PCI(e) Interrupt Routing

The PCI local bus specification defines four active low, level trigerred interrupt signals - INT[A-D]# per device. On x86 machines, you have the IOAPIC and legacy 8259 interrupt controllers. The 8259 has effectively 15 interrupt pins, and the IOAPIC usually has somewhere between 19-24 pins, with the possibility of having more than one in a chipset. To install an interrupt handler for a PCI device, you need to find out which pin the device is using, and to which pin on the 8259 or IOAPIC it is connected. How would you do this?

On very old, pre-ACPI systems you had the traditional PCI BIOS - access is provided to the routines through real mode interrupt vectors - int 1AH. I’ll skip over this since it is irrelevant today, but the essence is that there is are routines to get and set interrupt routing information given a PCI bus and device number. This method is defined only for 8259 controllers, possibly because it predates the existence of the IOAPIC. Note that you can set interrupt information - meaning the interrupt pin of the 8259 that the interrupt is routed to is configurable - this is true even for the legacy 8259s included in today’s chipsets. You can find the details of this method in the PCI firmware specification.

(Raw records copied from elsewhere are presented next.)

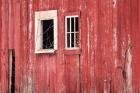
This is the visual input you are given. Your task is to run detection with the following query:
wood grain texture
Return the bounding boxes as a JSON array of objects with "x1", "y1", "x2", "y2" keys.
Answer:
[{"x1": 0, "y1": 0, "x2": 140, "y2": 93}]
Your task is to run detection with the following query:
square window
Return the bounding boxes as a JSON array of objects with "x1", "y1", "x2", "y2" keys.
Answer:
[
  {"x1": 35, "y1": 10, "x2": 57, "y2": 53},
  {"x1": 65, "y1": 16, "x2": 79, "y2": 49}
]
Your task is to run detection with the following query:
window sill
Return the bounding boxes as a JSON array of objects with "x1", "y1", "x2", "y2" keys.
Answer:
[
  {"x1": 64, "y1": 49, "x2": 81, "y2": 55},
  {"x1": 35, "y1": 49, "x2": 56, "y2": 54}
]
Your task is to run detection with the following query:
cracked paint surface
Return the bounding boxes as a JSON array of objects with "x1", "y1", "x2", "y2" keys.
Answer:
[{"x1": 0, "y1": 0, "x2": 140, "y2": 93}]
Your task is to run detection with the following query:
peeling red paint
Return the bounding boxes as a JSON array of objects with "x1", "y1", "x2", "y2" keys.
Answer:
[{"x1": 0, "y1": 0, "x2": 140, "y2": 93}]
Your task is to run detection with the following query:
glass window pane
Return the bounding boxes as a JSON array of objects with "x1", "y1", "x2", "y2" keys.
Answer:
[
  {"x1": 75, "y1": 33, "x2": 79, "y2": 47},
  {"x1": 71, "y1": 18, "x2": 74, "y2": 32},
  {"x1": 75, "y1": 17, "x2": 78, "y2": 32},
  {"x1": 71, "y1": 33, "x2": 74, "y2": 47},
  {"x1": 67, "y1": 33, "x2": 70, "y2": 48},
  {"x1": 67, "y1": 18, "x2": 70, "y2": 32}
]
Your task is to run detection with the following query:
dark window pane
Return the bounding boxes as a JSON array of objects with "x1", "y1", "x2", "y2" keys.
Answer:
[
  {"x1": 67, "y1": 18, "x2": 70, "y2": 32},
  {"x1": 75, "y1": 33, "x2": 79, "y2": 47},
  {"x1": 71, "y1": 33, "x2": 74, "y2": 47},
  {"x1": 67, "y1": 33, "x2": 70, "y2": 48},
  {"x1": 42, "y1": 19, "x2": 54, "y2": 49},
  {"x1": 75, "y1": 17, "x2": 78, "y2": 32},
  {"x1": 71, "y1": 18, "x2": 74, "y2": 32}
]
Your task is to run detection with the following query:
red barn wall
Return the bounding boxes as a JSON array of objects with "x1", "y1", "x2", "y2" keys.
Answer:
[
  {"x1": 132, "y1": 0, "x2": 140, "y2": 91},
  {"x1": 0, "y1": 0, "x2": 1, "y2": 92},
  {"x1": 0, "y1": 0, "x2": 140, "y2": 93}
]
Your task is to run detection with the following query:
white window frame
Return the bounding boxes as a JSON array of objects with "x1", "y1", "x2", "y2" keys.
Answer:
[
  {"x1": 35, "y1": 10, "x2": 58, "y2": 53},
  {"x1": 65, "y1": 15, "x2": 79, "y2": 50}
]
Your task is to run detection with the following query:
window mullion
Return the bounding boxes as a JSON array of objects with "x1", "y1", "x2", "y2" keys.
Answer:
[
  {"x1": 74, "y1": 17, "x2": 76, "y2": 47},
  {"x1": 65, "y1": 18, "x2": 67, "y2": 48},
  {"x1": 70, "y1": 17, "x2": 72, "y2": 48}
]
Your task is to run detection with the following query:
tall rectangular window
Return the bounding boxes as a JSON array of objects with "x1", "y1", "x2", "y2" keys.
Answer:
[
  {"x1": 35, "y1": 10, "x2": 57, "y2": 53},
  {"x1": 65, "y1": 16, "x2": 79, "y2": 49}
]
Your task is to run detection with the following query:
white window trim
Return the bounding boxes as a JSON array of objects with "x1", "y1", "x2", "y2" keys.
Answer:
[
  {"x1": 65, "y1": 15, "x2": 79, "y2": 50},
  {"x1": 35, "y1": 10, "x2": 58, "y2": 53}
]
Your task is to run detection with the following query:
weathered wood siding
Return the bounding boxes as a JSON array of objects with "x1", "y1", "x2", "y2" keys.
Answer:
[{"x1": 0, "y1": 0, "x2": 140, "y2": 93}]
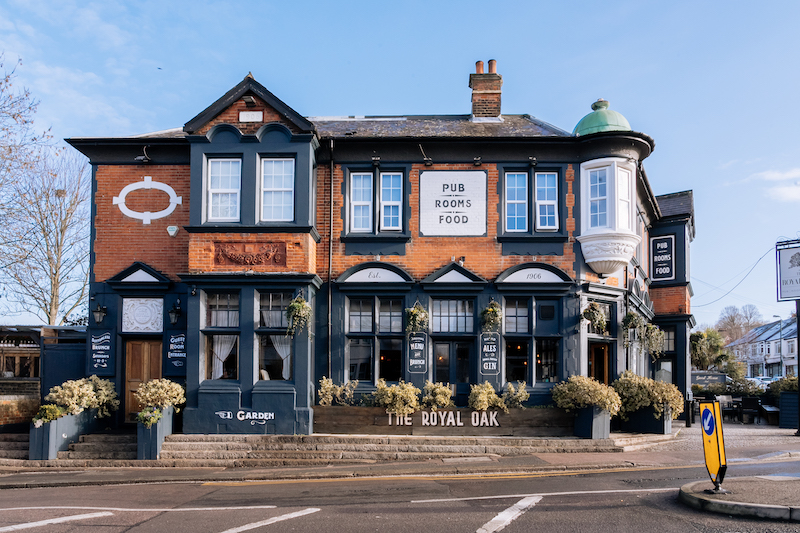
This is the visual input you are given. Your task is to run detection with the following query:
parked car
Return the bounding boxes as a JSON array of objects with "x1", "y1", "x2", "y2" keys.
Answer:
[{"x1": 745, "y1": 377, "x2": 767, "y2": 390}]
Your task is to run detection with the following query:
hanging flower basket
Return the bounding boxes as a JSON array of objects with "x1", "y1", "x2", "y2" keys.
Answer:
[
  {"x1": 621, "y1": 311, "x2": 646, "y2": 347},
  {"x1": 286, "y1": 295, "x2": 312, "y2": 337},
  {"x1": 405, "y1": 303, "x2": 429, "y2": 334},
  {"x1": 643, "y1": 323, "x2": 665, "y2": 361},
  {"x1": 480, "y1": 301, "x2": 502, "y2": 332},
  {"x1": 582, "y1": 302, "x2": 607, "y2": 334}
]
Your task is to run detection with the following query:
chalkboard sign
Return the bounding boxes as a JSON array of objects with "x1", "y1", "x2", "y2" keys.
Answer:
[
  {"x1": 90, "y1": 330, "x2": 114, "y2": 375},
  {"x1": 408, "y1": 332, "x2": 428, "y2": 374},
  {"x1": 167, "y1": 333, "x2": 186, "y2": 367},
  {"x1": 480, "y1": 332, "x2": 500, "y2": 375}
]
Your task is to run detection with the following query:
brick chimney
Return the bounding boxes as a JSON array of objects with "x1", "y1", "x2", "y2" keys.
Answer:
[{"x1": 469, "y1": 59, "x2": 503, "y2": 121}]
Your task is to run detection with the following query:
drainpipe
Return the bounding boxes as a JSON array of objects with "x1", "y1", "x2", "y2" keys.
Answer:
[{"x1": 327, "y1": 139, "x2": 334, "y2": 379}]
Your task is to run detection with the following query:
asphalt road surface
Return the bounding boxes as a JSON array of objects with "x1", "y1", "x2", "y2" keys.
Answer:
[{"x1": 0, "y1": 460, "x2": 798, "y2": 532}]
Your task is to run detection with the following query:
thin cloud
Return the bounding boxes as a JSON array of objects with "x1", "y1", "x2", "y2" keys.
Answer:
[
  {"x1": 765, "y1": 183, "x2": 800, "y2": 202},
  {"x1": 751, "y1": 168, "x2": 800, "y2": 182}
]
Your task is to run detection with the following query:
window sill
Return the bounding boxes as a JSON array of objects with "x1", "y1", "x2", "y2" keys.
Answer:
[
  {"x1": 497, "y1": 234, "x2": 568, "y2": 243},
  {"x1": 341, "y1": 233, "x2": 411, "y2": 243}
]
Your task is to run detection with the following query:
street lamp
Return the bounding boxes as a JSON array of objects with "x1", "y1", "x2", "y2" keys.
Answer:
[{"x1": 773, "y1": 315, "x2": 784, "y2": 377}]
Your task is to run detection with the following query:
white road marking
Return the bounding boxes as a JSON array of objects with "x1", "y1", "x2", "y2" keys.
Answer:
[
  {"x1": 477, "y1": 496, "x2": 541, "y2": 533},
  {"x1": 217, "y1": 508, "x2": 321, "y2": 533},
  {"x1": 0, "y1": 505, "x2": 276, "y2": 512},
  {"x1": 0, "y1": 511, "x2": 113, "y2": 531},
  {"x1": 412, "y1": 486, "x2": 675, "y2": 503}
]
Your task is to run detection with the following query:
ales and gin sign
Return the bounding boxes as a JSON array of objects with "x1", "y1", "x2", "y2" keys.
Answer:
[{"x1": 419, "y1": 171, "x2": 487, "y2": 236}]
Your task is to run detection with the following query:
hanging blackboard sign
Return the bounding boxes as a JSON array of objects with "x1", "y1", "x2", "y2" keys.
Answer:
[
  {"x1": 90, "y1": 331, "x2": 114, "y2": 375},
  {"x1": 408, "y1": 332, "x2": 428, "y2": 374},
  {"x1": 167, "y1": 333, "x2": 186, "y2": 367},
  {"x1": 480, "y1": 332, "x2": 500, "y2": 375}
]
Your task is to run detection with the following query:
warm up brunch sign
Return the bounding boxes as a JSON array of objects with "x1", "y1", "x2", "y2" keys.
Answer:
[{"x1": 419, "y1": 171, "x2": 487, "y2": 236}]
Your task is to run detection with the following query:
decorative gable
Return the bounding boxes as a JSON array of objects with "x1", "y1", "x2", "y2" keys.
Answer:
[
  {"x1": 107, "y1": 262, "x2": 172, "y2": 292},
  {"x1": 421, "y1": 262, "x2": 488, "y2": 292}
]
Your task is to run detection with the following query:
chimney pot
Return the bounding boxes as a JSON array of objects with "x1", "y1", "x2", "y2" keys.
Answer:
[
  {"x1": 488, "y1": 59, "x2": 497, "y2": 74},
  {"x1": 476, "y1": 61, "x2": 484, "y2": 74}
]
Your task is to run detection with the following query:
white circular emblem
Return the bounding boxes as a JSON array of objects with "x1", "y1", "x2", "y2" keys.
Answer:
[{"x1": 112, "y1": 176, "x2": 182, "y2": 224}]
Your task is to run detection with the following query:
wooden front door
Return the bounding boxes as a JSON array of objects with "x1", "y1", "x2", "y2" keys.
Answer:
[
  {"x1": 589, "y1": 343, "x2": 610, "y2": 385},
  {"x1": 125, "y1": 339, "x2": 162, "y2": 422}
]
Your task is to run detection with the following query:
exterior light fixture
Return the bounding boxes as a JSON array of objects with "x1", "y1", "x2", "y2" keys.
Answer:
[
  {"x1": 473, "y1": 156, "x2": 482, "y2": 166},
  {"x1": 169, "y1": 299, "x2": 182, "y2": 326},
  {"x1": 134, "y1": 145, "x2": 151, "y2": 163},
  {"x1": 92, "y1": 303, "x2": 107, "y2": 325}
]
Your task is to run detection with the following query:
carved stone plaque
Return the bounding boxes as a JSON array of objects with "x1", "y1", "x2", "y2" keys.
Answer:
[
  {"x1": 215, "y1": 242, "x2": 287, "y2": 267},
  {"x1": 122, "y1": 298, "x2": 164, "y2": 332}
]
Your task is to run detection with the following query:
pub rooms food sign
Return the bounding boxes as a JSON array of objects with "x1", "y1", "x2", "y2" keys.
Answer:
[{"x1": 419, "y1": 171, "x2": 487, "y2": 236}]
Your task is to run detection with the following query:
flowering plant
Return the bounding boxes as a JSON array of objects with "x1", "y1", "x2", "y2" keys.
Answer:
[
  {"x1": 31, "y1": 404, "x2": 67, "y2": 428},
  {"x1": 317, "y1": 376, "x2": 359, "y2": 406},
  {"x1": 405, "y1": 303, "x2": 429, "y2": 334},
  {"x1": 134, "y1": 379, "x2": 186, "y2": 412},
  {"x1": 621, "y1": 312, "x2": 646, "y2": 347},
  {"x1": 421, "y1": 381, "x2": 454, "y2": 411},
  {"x1": 468, "y1": 381, "x2": 508, "y2": 413},
  {"x1": 136, "y1": 406, "x2": 163, "y2": 428},
  {"x1": 502, "y1": 381, "x2": 529, "y2": 409},
  {"x1": 551, "y1": 375, "x2": 621, "y2": 416},
  {"x1": 372, "y1": 379, "x2": 421, "y2": 415},
  {"x1": 480, "y1": 301, "x2": 502, "y2": 332},
  {"x1": 611, "y1": 370, "x2": 683, "y2": 420},
  {"x1": 286, "y1": 295, "x2": 312, "y2": 337},
  {"x1": 44, "y1": 375, "x2": 120, "y2": 418}
]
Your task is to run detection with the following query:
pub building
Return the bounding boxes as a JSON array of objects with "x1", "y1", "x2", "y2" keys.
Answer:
[{"x1": 66, "y1": 60, "x2": 694, "y2": 434}]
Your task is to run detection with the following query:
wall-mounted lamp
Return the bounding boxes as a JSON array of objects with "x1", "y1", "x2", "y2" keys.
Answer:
[
  {"x1": 92, "y1": 303, "x2": 107, "y2": 325},
  {"x1": 169, "y1": 299, "x2": 182, "y2": 326},
  {"x1": 473, "y1": 156, "x2": 482, "y2": 166},
  {"x1": 134, "y1": 145, "x2": 151, "y2": 163},
  {"x1": 372, "y1": 156, "x2": 381, "y2": 167},
  {"x1": 529, "y1": 156, "x2": 538, "y2": 168},
  {"x1": 419, "y1": 144, "x2": 433, "y2": 166},
  {"x1": 191, "y1": 285, "x2": 197, "y2": 296}
]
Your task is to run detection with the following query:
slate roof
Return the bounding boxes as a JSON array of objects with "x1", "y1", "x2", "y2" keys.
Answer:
[{"x1": 656, "y1": 190, "x2": 694, "y2": 218}]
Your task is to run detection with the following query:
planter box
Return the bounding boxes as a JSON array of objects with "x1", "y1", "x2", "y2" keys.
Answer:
[
  {"x1": 574, "y1": 406, "x2": 610, "y2": 439},
  {"x1": 29, "y1": 409, "x2": 100, "y2": 460},
  {"x1": 619, "y1": 405, "x2": 672, "y2": 434},
  {"x1": 779, "y1": 391, "x2": 798, "y2": 429},
  {"x1": 137, "y1": 406, "x2": 174, "y2": 460},
  {"x1": 313, "y1": 406, "x2": 573, "y2": 436}
]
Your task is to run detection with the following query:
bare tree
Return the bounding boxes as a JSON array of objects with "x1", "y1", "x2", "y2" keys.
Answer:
[
  {"x1": 740, "y1": 304, "x2": 764, "y2": 330},
  {"x1": 1, "y1": 149, "x2": 89, "y2": 324},
  {"x1": 715, "y1": 305, "x2": 744, "y2": 343}
]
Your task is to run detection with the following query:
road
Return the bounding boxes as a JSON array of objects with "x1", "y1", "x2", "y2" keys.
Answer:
[{"x1": 0, "y1": 460, "x2": 797, "y2": 532}]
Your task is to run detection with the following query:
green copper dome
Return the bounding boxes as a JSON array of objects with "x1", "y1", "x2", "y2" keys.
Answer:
[{"x1": 573, "y1": 99, "x2": 631, "y2": 136}]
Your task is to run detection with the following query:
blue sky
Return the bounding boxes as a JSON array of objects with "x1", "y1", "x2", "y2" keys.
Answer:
[{"x1": 1, "y1": 0, "x2": 798, "y2": 326}]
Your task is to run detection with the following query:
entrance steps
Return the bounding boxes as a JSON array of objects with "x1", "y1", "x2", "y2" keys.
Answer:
[
  {"x1": 0, "y1": 434, "x2": 29, "y2": 460},
  {"x1": 56, "y1": 433, "x2": 137, "y2": 460}
]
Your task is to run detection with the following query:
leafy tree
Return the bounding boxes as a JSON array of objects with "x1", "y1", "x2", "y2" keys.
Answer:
[{"x1": 690, "y1": 327, "x2": 727, "y2": 370}]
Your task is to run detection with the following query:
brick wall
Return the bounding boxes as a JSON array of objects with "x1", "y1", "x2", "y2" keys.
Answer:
[
  {"x1": 316, "y1": 163, "x2": 578, "y2": 282},
  {"x1": 188, "y1": 232, "x2": 317, "y2": 274},
  {"x1": 94, "y1": 165, "x2": 190, "y2": 282},
  {"x1": 650, "y1": 286, "x2": 691, "y2": 315},
  {"x1": 0, "y1": 395, "x2": 40, "y2": 426},
  {"x1": 195, "y1": 96, "x2": 303, "y2": 136}
]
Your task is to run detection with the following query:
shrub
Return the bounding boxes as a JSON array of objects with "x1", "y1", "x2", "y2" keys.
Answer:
[
  {"x1": 45, "y1": 375, "x2": 120, "y2": 418},
  {"x1": 551, "y1": 375, "x2": 621, "y2": 416},
  {"x1": 502, "y1": 381, "x2": 530, "y2": 409},
  {"x1": 372, "y1": 379, "x2": 421, "y2": 415},
  {"x1": 768, "y1": 376, "x2": 798, "y2": 404},
  {"x1": 134, "y1": 379, "x2": 186, "y2": 412},
  {"x1": 468, "y1": 382, "x2": 507, "y2": 413},
  {"x1": 31, "y1": 404, "x2": 67, "y2": 428},
  {"x1": 421, "y1": 381, "x2": 454, "y2": 411},
  {"x1": 612, "y1": 370, "x2": 684, "y2": 420},
  {"x1": 317, "y1": 377, "x2": 359, "y2": 406}
]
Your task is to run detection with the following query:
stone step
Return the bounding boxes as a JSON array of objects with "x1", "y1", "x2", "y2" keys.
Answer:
[
  {"x1": 57, "y1": 450, "x2": 138, "y2": 460},
  {"x1": 0, "y1": 441, "x2": 29, "y2": 451},
  {"x1": 164, "y1": 434, "x2": 606, "y2": 447},
  {"x1": 0, "y1": 450, "x2": 28, "y2": 460},
  {"x1": 79, "y1": 434, "x2": 136, "y2": 444},
  {"x1": 68, "y1": 442, "x2": 137, "y2": 453},
  {"x1": 159, "y1": 449, "x2": 484, "y2": 461},
  {"x1": 0, "y1": 434, "x2": 30, "y2": 443}
]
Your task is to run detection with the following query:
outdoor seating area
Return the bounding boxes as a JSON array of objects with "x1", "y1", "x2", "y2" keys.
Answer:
[{"x1": 713, "y1": 395, "x2": 765, "y2": 424}]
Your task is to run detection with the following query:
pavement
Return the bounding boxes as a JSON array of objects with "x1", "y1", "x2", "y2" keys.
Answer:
[{"x1": 0, "y1": 424, "x2": 798, "y2": 521}]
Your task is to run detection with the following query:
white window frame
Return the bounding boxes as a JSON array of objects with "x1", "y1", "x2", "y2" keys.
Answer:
[
  {"x1": 379, "y1": 172, "x2": 402, "y2": 231},
  {"x1": 206, "y1": 158, "x2": 241, "y2": 222},
  {"x1": 350, "y1": 172, "x2": 373, "y2": 233},
  {"x1": 589, "y1": 168, "x2": 608, "y2": 229},
  {"x1": 534, "y1": 171, "x2": 558, "y2": 230},
  {"x1": 580, "y1": 157, "x2": 637, "y2": 235},
  {"x1": 260, "y1": 157, "x2": 295, "y2": 222},
  {"x1": 505, "y1": 172, "x2": 528, "y2": 232}
]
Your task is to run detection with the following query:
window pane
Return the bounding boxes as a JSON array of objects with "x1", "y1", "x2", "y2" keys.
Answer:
[
  {"x1": 506, "y1": 172, "x2": 528, "y2": 232},
  {"x1": 379, "y1": 299, "x2": 403, "y2": 333},
  {"x1": 349, "y1": 338, "x2": 373, "y2": 381},
  {"x1": 379, "y1": 338, "x2": 402, "y2": 381},
  {"x1": 208, "y1": 160, "x2": 240, "y2": 220},
  {"x1": 262, "y1": 158, "x2": 294, "y2": 221},
  {"x1": 505, "y1": 298, "x2": 529, "y2": 333},
  {"x1": 535, "y1": 338, "x2": 558, "y2": 383},
  {"x1": 432, "y1": 299, "x2": 474, "y2": 333},
  {"x1": 260, "y1": 292, "x2": 291, "y2": 328},
  {"x1": 349, "y1": 299, "x2": 373, "y2": 333},
  {"x1": 259, "y1": 334, "x2": 292, "y2": 380},
  {"x1": 456, "y1": 343, "x2": 470, "y2": 383},
  {"x1": 506, "y1": 341, "x2": 528, "y2": 382},
  {"x1": 435, "y1": 343, "x2": 449, "y2": 383},
  {"x1": 207, "y1": 293, "x2": 239, "y2": 328},
  {"x1": 206, "y1": 334, "x2": 238, "y2": 380}
]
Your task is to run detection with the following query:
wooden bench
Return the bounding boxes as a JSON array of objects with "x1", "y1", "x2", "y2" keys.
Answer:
[{"x1": 761, "y1": 405, "x2": 780, "y2": 425}]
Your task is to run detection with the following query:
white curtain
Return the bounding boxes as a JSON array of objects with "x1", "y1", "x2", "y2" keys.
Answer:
[
  {"x1": 270, "y1": 335, "x2": 292, "y2": 380},
  {"x1": 211, "y1": 310, "x2": 239, "y2": 379}
]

For systems with ACPI, the DSDT includes a device for every host bridge/root complex present on the system. Under this device, you have a method called _PRT, or PCI Routing Table, that includes interrupt information for devices on the root bus corresponding to this particular host bridge. The information returned by this method varies depending on whether you want routing information for the legacy 8259 PIC or for the IOAPIC(s). To declare which one you are looking for, execute the _PIC method. Usually this method saves your preference in a global variable and then this variable is used when calling _PRT. Let us look at a part of the information returned by _PRT when you have already called _PIC requesting information for the IOAPIC:

Package (0x04)
{
    0x001CFFFF,
    0x00,
    0x00,
    0x10
},

Package (0x04)
{
    0x001CFFFF,
    0x01,
    0x00,
    0x11
},

Package (0x04)
{
    0x001CFFFF,
    0x02,
    0x00,
    0x12
},

Package (0x04)
{
    0x001CFFFF,
    0x03,
    0x00,
    0x13
},

This is ACPI AML code, but you don’t need to understand much to see what’s going on here. The ACPI specification defines a format for the information returned by _PRT - each package must have:

A DWORD for the address of the device - for PCI devices the upper word contains the device number and the lower word contains the function number. A function number of 0xFFFF (an invalid function number as PCI defines only 8 functions per device) indicates ‘any device’.
A Byte indicating which pin - 0x0 is INTA# and 0x3 is INTD#.
Either a NamePath or a Byte. If it is a NamePath, it indicates a device in the ACPI namespace which whill allocate the interrupt - a programmable interrupt router. If it is a Byte, it has to be zero and indicates that the interrupt is fixed and cannot be configured.
A DWORD that is defined only if the Byte in the previous field is zero. This indicates the GSI (global system interrupt) that the interrupt is routed to. The ACPI specification defines GSIs as follows - to get the pin of an IOAPIC that the interrupt is connected to, subtract the GSI base for the IOAPIC (can be found in the MADT) from the GSI. Meaning, if you have two IOAPICs with 24 pins, they might be indicated in the MADT as having GSI bases of 0 and 24, and so when you encounter a GSI of 40, it really means pin 16 of the second IOAPIC.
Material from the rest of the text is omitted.